Rule 3.6. Trial
Publicity(a) A lawyer shall not make
an extrajudicial statement the lawyer knows or reasonably should know is likely to be
disseminated by public media and, if so disseminated, would pose a serious and imminent
threat to the fairness of an adjudicative proceeding.
(b) A statement referred to in Rule 3.6(a)
ordinarily is likely to have such an effect when it refers to a civil matter triable to a
jury, a criminal matter, or any other proceeding that could result in incarceration, and
the statement relates to:
(1) the prior criminal record (including arrests,
indictments or other charges of crime), the character or reputation of the accused, or any
opinion as to the accused's guilt or innocence, as to the merits of the case, or as to the
evidence in the case;
(2) the existence or contents of a statement
given by the accused, or the refusal or failure of the accused to make a statement;
(3) the performance of an examination or test of
the accused or the accused's refusal or failure to submit to an examination or test;
(4) the identity, testimony, or credibility of
prospective witnesses;
(5) the possibility of a plea of guilty to or
other disposition of the offense charged; or
(6) information that the lawyer knows or
reasonably should know would be inadmissible as evidence in a trial.

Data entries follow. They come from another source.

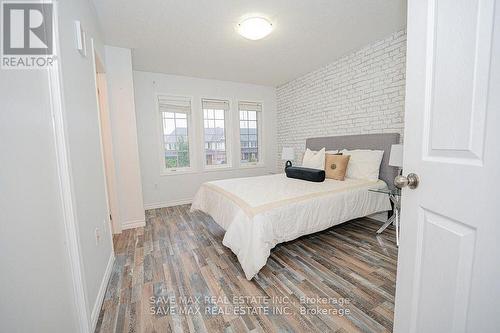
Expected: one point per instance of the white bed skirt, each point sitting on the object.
(255, 221)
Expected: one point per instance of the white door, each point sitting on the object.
(449, 259)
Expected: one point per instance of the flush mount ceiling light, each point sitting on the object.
(255, 28)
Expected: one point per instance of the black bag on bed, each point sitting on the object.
(311, 175)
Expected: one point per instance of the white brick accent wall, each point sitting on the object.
(360, 93)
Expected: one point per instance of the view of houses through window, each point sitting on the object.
(249, 131)
(176, 142)
(176, 114)
(214, 120)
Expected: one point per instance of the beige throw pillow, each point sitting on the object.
(336, 166)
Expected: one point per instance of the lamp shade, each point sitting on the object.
(288, 154)
(396, 157)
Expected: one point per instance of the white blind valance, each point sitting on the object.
(215, 104)
(174, 104)
(250, 106)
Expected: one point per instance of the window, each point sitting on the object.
(250, 114)
(175, 115)
(215, 133)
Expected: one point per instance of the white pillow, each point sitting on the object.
(314, 159)
(363, 164)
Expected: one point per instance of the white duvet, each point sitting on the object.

(c) Notwithstanding Rules 3.6(a) and (b), a
lawyer involved in the investigation or litigation of a matter may state without
elaboration:
(1) the general nature of the claim or defense;
(2) the information contained in a public record;
(3) that an investigation of the matter is in
progress, including the general scope of the investigation, the offense, claim or defense
involved, and, except when prohibited by law, the identity of the persons involved;
(4) the scheduling or result of any step in
litigation;
(5) a request for assistance in obtaining
evidence and information;
(6) a warning of danger concerning the behavior
of a person involved, when the lawyer reasonably believes that there exists the likelihood
of substantial harm to an individual or to the public interest; and
(7) in a criminal case:
(A) the identity, residence, occupation, and
family status of the accused,
(B) if the accused has not been apprehended,
information necessary to aid in apprehension of that person,
(C) the fact, time, and place of arrest, and
(D) the identity of investigating and arresting
officers or agencies and the length of the investigation.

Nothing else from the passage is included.